A SHIPLEY pub will be able to create an outdoor music area and bar in its beer garden, despite concerns from Environmental Health officers.

The Ring O Bells on Bradford Road was given the go ahead to alter its licence by Councillors at a meeting on Thursday.

The changes will allow the venue to host outdoor concerts and serve alcohol from a new outside bar.

The pub has previously hosted similar events using temporary event notices – but venues are only allowed to apply for a limited number of such notices each year.

The licence was granted at a meeting of Bradford Council’s Licensing Panel. 

Environmental Health had objected to the licence change – with officers saying they had received noise complaints about the pub in the past.

Officers had objected to a temporary event notice last Summer, an objection that was overruled by a licensing committee. The event went ahead, and officers said they later received a noise complaint related to that event.

The outdoor area at the Ring O BellsThe outdoor area at the Ring O Bells (Image: Newsquest)

They said allowing regular outdoor concerts could lead to future noise complaints.

Matthew Fipps, representing the pub’s owners, argued that Environmental Health’s objection to the licence seemed to be based on a single complaint from last August. He added: “We say that is not right. One complaint does not a public nuisance make.

“Environmental Health say there is a risk here. That’s right, there is a risk, but if a risk merited refusal, then the Council would never grant a licence again.”

He pointed out that no neighbours had objected to the planned change to the licence, and that there would realistically only be a dozen or so outdoor events a year.

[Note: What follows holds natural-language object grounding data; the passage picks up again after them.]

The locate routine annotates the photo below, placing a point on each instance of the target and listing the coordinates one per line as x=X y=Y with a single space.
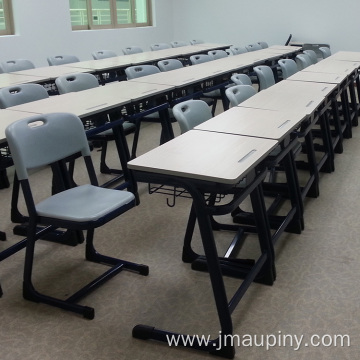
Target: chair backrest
x=303 y=61
x=265 y=76
x=169 y=64
x=312 y=55
x=196 y=41
x=16 y=65
x=133 y=72
x=132 y=50
x=239 y=93
x=241 y=79
x=44 y=139
x=76 y=82
x=263 y=44
x=21 y=94
x=199 y=58
x=238 y=50
x=191 y=113
x=62 y=59
x=288 y=67
x=217 y=54
x=159 y=46
x=253 y=47
x=179 y=43
x=103 y=54
x=325 y=51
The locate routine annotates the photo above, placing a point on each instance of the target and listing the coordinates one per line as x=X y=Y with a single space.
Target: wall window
x=107 y=14
x=6 y=23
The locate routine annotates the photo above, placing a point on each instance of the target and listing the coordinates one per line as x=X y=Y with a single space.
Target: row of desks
x=228 y=154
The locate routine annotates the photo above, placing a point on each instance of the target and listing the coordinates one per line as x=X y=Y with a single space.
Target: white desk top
x=204 y=155
x=82 y=103
x=346 y=56
x=329 y=65
x=313 y=89
x=254 y=122
x=11 y=79
x=303 y=103
x=92 y=101
x=50 y=72
x=180 y=77
x=8 y=117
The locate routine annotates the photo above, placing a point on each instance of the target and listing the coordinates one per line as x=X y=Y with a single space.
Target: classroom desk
x=188 y=161
x=46 y=75
x=279 y=126
x=210 y=75
x=346 y=56
x=118 y=64
x=312 y=100
x=345 y=85
x=351 y=68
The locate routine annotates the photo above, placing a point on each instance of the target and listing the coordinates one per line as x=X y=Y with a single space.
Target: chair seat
x=83 y=203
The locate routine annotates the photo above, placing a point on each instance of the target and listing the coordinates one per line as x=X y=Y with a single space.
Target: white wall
x=43 y=29
x=245 y=21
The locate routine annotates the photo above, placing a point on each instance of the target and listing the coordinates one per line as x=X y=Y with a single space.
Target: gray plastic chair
x=312 y=55
x=132 y=50
x=169 y=64
x=196 y=41
x=44 y=140
x=265 y=76
x=217 y=54
x=241 y=79
x=235 y=50
x=103 y=54
x=159 y=46
x=179 y=43
x=62 y=59
x=214 y=95
x=253 y=47
x=303 y=61
x=12 y=96
x=325 y=51
x=191 y=113
x=84 y=81
x=239 y=93
x=288 y=67
x=133 y=72
x=16 y=65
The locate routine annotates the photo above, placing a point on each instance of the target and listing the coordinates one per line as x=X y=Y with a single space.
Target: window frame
x=114 y=25
x=8 y=16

Neil Winchcombe, Environmental health officer, said for the department to be satisfied that the venue was not causing noise nuisance, it should aim for any noise to be inaudible by people living nearby. He added: “That will be a hard thing to achieve.

“Having a one off event is completely different to permanently relaxing the licence. The potential for nuisance will be very much enhanced.

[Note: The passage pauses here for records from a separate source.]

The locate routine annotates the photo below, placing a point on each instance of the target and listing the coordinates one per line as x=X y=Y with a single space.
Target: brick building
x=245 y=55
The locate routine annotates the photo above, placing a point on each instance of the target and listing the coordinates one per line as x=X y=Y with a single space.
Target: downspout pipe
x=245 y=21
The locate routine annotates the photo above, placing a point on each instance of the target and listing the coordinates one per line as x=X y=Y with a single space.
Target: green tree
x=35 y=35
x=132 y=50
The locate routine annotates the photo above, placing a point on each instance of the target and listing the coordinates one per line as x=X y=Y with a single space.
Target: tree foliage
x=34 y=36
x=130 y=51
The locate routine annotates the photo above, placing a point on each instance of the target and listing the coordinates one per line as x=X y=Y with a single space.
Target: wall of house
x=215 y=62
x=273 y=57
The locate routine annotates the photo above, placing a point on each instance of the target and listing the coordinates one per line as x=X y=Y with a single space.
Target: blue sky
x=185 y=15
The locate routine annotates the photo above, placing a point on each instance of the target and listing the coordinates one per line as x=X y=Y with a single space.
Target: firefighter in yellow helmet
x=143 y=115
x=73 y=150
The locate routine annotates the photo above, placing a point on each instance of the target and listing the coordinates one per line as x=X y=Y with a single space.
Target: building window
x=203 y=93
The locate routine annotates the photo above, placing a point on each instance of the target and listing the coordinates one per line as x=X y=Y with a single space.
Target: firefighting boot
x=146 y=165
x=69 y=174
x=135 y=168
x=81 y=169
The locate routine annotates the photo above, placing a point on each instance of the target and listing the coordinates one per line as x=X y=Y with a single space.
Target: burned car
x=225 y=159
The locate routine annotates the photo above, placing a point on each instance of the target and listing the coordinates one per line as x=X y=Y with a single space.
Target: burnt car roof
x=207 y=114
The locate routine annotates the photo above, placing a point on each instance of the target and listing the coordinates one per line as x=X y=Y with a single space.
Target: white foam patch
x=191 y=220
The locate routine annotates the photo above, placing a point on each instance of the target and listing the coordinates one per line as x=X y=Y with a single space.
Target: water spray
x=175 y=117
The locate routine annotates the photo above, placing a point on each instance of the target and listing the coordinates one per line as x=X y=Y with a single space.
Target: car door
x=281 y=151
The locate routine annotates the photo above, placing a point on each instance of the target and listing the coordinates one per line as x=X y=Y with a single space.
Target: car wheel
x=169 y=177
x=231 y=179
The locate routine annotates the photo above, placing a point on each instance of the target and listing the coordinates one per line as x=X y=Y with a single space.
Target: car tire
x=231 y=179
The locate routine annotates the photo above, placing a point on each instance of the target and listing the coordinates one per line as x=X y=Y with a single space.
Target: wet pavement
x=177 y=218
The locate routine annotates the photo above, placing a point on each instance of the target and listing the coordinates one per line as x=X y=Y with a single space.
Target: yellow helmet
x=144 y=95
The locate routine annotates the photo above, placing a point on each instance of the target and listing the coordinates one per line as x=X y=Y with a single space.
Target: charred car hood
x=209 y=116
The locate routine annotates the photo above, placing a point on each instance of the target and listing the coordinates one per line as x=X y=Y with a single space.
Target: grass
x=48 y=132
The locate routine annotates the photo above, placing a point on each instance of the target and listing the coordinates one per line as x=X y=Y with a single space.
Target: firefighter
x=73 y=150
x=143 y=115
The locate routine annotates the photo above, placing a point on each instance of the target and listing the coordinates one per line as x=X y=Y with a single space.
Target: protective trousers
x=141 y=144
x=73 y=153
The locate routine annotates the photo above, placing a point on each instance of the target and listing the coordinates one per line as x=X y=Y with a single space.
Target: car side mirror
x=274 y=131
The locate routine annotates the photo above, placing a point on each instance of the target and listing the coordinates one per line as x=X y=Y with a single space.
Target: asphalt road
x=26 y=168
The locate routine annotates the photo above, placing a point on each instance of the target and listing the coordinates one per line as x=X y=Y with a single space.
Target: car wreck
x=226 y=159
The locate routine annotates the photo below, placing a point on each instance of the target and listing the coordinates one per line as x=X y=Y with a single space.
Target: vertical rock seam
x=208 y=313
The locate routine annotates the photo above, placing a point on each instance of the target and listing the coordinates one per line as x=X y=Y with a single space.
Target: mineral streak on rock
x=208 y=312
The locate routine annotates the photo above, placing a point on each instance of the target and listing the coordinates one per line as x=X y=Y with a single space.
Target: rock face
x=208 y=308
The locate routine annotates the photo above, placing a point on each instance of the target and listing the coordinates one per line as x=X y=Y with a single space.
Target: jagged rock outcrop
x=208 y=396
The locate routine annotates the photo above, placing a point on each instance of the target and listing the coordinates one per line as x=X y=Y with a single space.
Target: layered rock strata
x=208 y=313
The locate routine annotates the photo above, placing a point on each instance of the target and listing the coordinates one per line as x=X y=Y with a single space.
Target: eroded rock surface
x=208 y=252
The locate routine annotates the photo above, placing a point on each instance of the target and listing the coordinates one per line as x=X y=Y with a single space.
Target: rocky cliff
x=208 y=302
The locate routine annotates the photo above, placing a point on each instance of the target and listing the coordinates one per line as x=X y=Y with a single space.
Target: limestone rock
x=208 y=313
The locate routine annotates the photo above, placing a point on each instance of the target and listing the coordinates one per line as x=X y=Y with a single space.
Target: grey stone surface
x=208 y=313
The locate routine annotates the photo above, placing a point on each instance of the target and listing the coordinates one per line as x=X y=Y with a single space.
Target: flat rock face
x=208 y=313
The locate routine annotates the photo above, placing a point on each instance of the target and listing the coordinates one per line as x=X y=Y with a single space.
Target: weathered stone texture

“At the end of the day, it is Environmental health that picks up the complaints. We’re a very small team, likely to get even smaller, with very few staff.

“We’re trying to nip any potential problems in the bud.”

Referring to the claim it will be difficult to control the noise, Mr Fipps said: “Some things are very difficult. Going to the moon is very difficult, England winning the Euros will be very difficult – but it is possible.

“Saying that just because something is difficult we shouldn’t even try is wrong.”

He pointed out that if noise complaints were received, the licence could be reviewed.

The panel agreed to grant the new licence.